I know that a deer can travel some distance with one lung, but I don't understand why a blood trail was almost non-existent.  Also, I was surprised that from the internal damage sign and exit wound, it appeared that the bullet didn't expand much, if any.  I've shot several deer before with the powerbelt hollow points w/o the plastic aerotip, and they seemed to have major expansion and the deer all dropped within sight.  However, they were all at closer ranges.  Does the aerotip limit expansion that much, or is this simply a case of hitting a deer too far back?  Is this about the best results I can hope for with a deer shot where this one was?


----------



## Milkman (Oct 6, 2010)

I have shot several with my 50 caliber ML using different loads with results similar to what you describe.  The last deer i shot was a shot similar to the one you described and it too went over 300 yards. 

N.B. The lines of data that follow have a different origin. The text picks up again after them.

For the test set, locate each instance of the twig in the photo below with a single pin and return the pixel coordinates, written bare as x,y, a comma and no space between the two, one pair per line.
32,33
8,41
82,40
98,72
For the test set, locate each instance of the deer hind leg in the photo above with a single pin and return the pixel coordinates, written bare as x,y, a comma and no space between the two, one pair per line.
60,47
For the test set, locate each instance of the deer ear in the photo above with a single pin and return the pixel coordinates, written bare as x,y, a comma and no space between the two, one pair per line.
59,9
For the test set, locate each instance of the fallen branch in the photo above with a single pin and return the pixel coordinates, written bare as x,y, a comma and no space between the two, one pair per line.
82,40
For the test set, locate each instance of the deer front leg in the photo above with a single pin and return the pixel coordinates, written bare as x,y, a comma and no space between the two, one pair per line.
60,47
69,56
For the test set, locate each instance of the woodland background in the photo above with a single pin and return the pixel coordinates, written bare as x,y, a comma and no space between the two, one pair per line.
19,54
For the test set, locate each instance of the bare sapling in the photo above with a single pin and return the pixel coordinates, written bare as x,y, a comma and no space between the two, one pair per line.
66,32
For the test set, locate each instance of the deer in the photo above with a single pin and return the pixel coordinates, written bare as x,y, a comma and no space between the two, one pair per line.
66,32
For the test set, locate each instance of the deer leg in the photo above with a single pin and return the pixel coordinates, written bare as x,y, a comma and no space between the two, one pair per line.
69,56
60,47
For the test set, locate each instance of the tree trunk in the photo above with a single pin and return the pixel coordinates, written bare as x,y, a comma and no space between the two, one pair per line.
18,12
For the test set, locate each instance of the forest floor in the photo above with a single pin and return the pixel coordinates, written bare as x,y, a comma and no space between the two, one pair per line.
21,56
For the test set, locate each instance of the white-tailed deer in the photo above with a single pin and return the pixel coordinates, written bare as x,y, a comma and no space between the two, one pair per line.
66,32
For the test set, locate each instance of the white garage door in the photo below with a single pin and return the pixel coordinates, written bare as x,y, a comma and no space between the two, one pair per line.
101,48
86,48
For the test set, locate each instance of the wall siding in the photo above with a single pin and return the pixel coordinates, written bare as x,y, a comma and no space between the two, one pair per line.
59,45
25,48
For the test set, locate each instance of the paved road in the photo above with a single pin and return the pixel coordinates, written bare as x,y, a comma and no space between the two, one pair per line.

I have hunted with my ML since Ga started the special season for them, but have never been impressed with how they work for killing a deer.  I have lost some that I never found due to lack of blood trail.


----------



## Flintrock (Oct 6, 2010)

That load has over 1100 ft /lbs of energy at 100 yards so I think it has more to do with shot placement/point of impact /bullet accuracy.
.
I am using 80 fff and only a 138 grain prb and have not had any problems with killing a deer


----------



## bacon6 (Oct 6, 2010)

I've taken several deer w/ powerdelts had simular problems, was lucky enough to recover a bullet that lodged in the far side shoulder it had very little expansion, switched to Knight Red Hots and never had another problem, lucky maybe but!!!!


----------



## donald-f (Oct 6, 2010)

I have never had a problem with the 290gr powerbelt. Shot placement I think was your problem. If shot is too far back you will not get the boodtrail you get when you take out the lungs.


----------



## FireHunter174 (Oct 7, 2010)

That's weird

I shoot the same exact load/bullet and was presented with the same shot last week.  Except mine was only 50 yd.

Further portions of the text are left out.